= David Evans (microbiologist) =

British microbiologist

Sir David Gwynne Evans FRS (6 September 1909 – 13 June 1984) was a British microbiologist; his work included testing vaccines for whooping cough, and he also chaired several Medical Research Committees looking at vaccines for TB, measles and rubella.

==Early life==

He was born in Atherton, Lancashire to Welsh parents. His father was a headmaster and his mother a schoolteacher. They had four children and his elder brother, Meredith, was a professor at Leeds and Manchester Universities and also a Fellow of the Royal Society, while his younger brother, A. G. Evans became professor of chemistry at University College, Cardiff.

Evans left grammar school in 1928 and spent two years with the British Cotton Growers' Association. He and Alwyn then studied at the University of Manchester from 1930 to 1933, and David graduated with a degree in physics and chemistry. He gained his Master of Science in 1934 and finished his Ph.D. in 1938.

==Career==

In 1940 he began working at the National Institute for Medical Research (NIMR) in London.

In 1947, he became a reader in the bacteriology department at the University of Manchester, but returned to the NIMR in 1955 as director of the biological standards department.
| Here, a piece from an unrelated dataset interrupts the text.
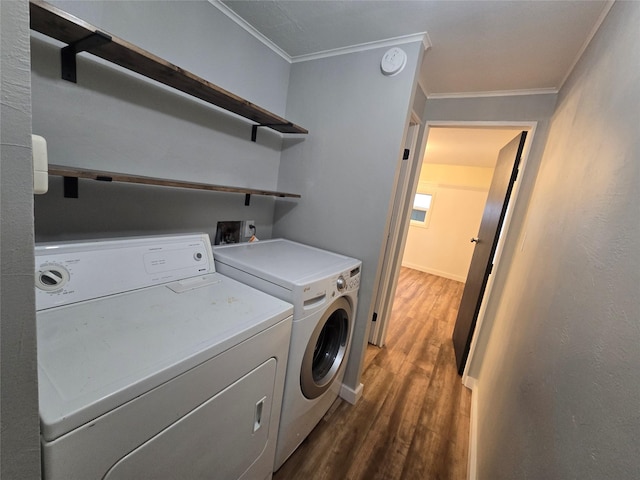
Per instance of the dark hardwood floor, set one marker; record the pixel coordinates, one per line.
(412, 421)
In 1961 he became professor of bacteriology and immunology at the London School of Hygiene & Tropical Medicine.

In 1971–72, Evans was director of the Lister Institute of Preventive Medicine and struggled in vain to save its Chelsea laboratory from financial failure. He left in 1972 to become director of the National Institute for Biological Standards and Control to prepare for its 1976 move to South Mimms.

In 1976 he taught medical students at Oxford University in the Sir William Dunn School of Pathology until retirement to North Wales in 1979.

He was elected a Fellow of the Royal Society in 1960 and awarded their Buchanan Medal in 1977 for his leading role in the standardization and safety control of vaccines.

He was awarded CBE in 1969 and knighted in 1977. He retired in 1979.

He died at Rhos-on-Sea (Llandrillo-yn-Rhos), Denbighshire, North Wales.

==Personal life==
In 1937, he married Mary (née Darby); they had one son, John Gwynne Evans and one daughter.